Soundproofing vs Acoustic Treatments

Soundproofing blocks sound from entering or leaving a space by changing structural elements to acoustically isolate one space from another.

Acoustic treatments, on the other hand, improve sound quality within a given space by controlling the way sound is reflected, absorbed, or diffused by walls, floors, and ceilings.

Soundproofing Offices and Conference Rooms

So, what’s the best approach to blocking external noise? Likewise, what’s the best way to keep sound inside a room — for privacy and confidentiality?

Start with the weakest points: windows and doors.

Windows and doors

Standard windows usually fall short in noise-blocking quality –– depending on the glaze and number of panes. Generally, solid-core doors are fairly good at blocking sound, but interior doors are often hollow-core and thinner, so they don’t block sound as well. The critical thing in both cases, however, is how well you seal the gaps between the doors or windows and the frames they’re in.

Sound is like water; if there’s somewhere for it to go, sound will find it. It can pass through, under, and around doors that haven’t been acoustically sealed. According to an article on Forbes, a 1 percent opening in a wall or doorway will reduce the effectiveness of that barrier by 50 percent.

Walls

Depending on the type of building you’re in, the external walls may or may not provide enough soundproofing from the outside — it’s a function of their thickness and density. Often, internal walls with no insulation and that share studs also transmit sound easily. Various approaches exist — from de-coupling internal surfaces to doubling-up on the sheetrock — that serve to both increase walls’ density and isolate them from external noise that may transmit through the building’s infrastructure.

Ceilings

Finally, sound can transmit to adjacent spaces via ceiling spaces and/or ventilation ducts, so you need to seal those spaces as well.

Cost-effective Soundproofing and Acoustic Treatments for Private Offices

Doors

Use our Door Seal Kits for the simplest way to begin soundproofing your commercial building or office space. They’re easy to install, and they offer the most effective solution for the price.

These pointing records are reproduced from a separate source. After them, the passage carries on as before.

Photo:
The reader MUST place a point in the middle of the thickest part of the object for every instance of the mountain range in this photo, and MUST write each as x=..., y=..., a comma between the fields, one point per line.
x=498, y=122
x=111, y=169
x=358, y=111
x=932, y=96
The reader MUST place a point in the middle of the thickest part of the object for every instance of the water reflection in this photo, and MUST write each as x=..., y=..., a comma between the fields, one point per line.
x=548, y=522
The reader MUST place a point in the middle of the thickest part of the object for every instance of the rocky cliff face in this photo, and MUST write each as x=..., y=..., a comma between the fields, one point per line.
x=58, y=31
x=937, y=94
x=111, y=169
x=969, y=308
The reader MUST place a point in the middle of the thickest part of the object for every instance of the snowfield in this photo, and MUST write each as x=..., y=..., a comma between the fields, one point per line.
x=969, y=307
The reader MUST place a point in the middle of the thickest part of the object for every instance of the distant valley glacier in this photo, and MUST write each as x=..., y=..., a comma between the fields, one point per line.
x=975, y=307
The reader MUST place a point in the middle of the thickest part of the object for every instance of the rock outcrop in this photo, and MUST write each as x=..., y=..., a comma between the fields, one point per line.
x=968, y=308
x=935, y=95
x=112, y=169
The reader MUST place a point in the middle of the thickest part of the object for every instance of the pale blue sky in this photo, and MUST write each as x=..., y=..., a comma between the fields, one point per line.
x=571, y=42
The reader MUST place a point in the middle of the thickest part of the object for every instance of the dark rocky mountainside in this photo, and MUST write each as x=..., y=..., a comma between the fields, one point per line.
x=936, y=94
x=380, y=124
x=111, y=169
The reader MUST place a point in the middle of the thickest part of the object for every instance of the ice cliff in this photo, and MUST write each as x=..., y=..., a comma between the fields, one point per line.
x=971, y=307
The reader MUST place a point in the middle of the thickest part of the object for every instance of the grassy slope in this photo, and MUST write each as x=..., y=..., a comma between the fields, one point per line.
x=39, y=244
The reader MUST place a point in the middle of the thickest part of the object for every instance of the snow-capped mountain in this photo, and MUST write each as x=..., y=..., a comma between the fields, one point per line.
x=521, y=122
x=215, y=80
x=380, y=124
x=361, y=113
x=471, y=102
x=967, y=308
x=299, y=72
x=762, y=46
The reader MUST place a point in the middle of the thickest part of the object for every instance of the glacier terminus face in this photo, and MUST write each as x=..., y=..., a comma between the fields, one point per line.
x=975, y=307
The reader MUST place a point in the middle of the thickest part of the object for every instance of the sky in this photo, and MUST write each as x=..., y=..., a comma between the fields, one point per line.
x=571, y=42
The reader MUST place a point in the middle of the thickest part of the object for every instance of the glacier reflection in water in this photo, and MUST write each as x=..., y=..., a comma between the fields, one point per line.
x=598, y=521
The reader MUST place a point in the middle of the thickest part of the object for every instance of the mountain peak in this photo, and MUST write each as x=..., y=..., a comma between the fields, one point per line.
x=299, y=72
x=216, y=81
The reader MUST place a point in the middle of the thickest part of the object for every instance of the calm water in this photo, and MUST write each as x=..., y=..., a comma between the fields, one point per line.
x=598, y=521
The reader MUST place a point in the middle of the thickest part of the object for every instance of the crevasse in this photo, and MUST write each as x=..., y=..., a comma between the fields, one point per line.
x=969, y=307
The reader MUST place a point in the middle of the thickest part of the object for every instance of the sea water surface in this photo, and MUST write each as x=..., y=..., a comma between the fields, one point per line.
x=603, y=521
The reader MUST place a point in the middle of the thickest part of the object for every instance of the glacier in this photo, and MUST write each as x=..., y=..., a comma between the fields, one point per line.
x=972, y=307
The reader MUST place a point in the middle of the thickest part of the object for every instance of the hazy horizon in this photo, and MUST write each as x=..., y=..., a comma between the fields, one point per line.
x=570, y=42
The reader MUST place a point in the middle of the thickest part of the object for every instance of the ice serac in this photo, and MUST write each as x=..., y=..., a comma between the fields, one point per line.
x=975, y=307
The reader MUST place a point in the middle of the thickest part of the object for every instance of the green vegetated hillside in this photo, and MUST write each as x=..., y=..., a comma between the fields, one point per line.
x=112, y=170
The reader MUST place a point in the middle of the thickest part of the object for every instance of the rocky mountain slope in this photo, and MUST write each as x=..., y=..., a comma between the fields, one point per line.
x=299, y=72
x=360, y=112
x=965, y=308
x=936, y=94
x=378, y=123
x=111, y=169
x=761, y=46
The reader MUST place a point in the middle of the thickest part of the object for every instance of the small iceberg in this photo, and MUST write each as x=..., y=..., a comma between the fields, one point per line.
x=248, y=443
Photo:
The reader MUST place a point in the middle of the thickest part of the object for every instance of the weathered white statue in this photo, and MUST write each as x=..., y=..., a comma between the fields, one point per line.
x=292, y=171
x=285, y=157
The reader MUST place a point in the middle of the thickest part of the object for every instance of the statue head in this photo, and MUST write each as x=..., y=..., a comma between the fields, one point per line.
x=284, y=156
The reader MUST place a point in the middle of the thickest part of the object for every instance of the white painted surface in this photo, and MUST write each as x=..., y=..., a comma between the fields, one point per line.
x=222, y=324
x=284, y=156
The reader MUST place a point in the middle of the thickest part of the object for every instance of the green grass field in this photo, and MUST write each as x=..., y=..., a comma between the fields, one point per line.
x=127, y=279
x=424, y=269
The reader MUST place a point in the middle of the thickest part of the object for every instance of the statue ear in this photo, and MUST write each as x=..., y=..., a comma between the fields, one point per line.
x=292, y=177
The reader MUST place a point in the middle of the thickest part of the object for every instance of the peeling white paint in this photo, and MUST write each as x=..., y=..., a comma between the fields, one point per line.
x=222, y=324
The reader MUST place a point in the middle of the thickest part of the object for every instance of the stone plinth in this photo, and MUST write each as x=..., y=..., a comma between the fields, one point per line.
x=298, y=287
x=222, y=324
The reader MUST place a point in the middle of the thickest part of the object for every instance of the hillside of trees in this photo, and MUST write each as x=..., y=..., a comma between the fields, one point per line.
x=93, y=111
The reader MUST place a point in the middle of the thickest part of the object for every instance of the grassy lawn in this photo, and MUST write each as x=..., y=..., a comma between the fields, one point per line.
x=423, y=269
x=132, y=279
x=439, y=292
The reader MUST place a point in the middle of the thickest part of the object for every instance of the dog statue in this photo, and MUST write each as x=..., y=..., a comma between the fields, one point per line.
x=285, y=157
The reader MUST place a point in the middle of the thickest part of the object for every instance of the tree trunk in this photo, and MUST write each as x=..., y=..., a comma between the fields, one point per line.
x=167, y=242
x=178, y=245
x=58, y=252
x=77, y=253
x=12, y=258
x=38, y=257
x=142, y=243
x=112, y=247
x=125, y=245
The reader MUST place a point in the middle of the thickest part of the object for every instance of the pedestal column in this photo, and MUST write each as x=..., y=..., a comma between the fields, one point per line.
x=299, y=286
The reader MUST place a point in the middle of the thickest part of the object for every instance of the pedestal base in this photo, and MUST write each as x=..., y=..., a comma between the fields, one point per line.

For  home or professional recording studios, use our Studio 3D™ Soundproof Interior Doors. They are customizable to any size specification and come with ratings as high as 56 STC.

Ceilings

Products like, Noise S.T.O.P.™ Sound Barrier Acoustical Ceiling Tiles, combine soundproofing and acoustical treatment by incorporating a noise barrier on the back of the tile to help block sound from entering or leaving while also providing sound absorption on the front that helps control echo and reverberation within a space. You can also use Wood Wool Ceiling Tiles. These ceiling tiles reduce echo and reverberation through sound absorption.

Walls

Use high-performance products like Sound Silencer™ or FABRISORB™ acoustical wall panels that come in a wide range of aesthetically pleasing colors.

Conclusion

Soundproofing and acoustical treatments should not be overlooked in planning office spaces. They represent more than “mere comfort or luxury”; they should be seen as an essential investment in the health and productivity of employees and business professionals alike and, indeed, the bottom line.

Compared to the potential losses from not addressing noise problems, soundproofing and acoustical treatments are one of the best and most affordable investments you can make.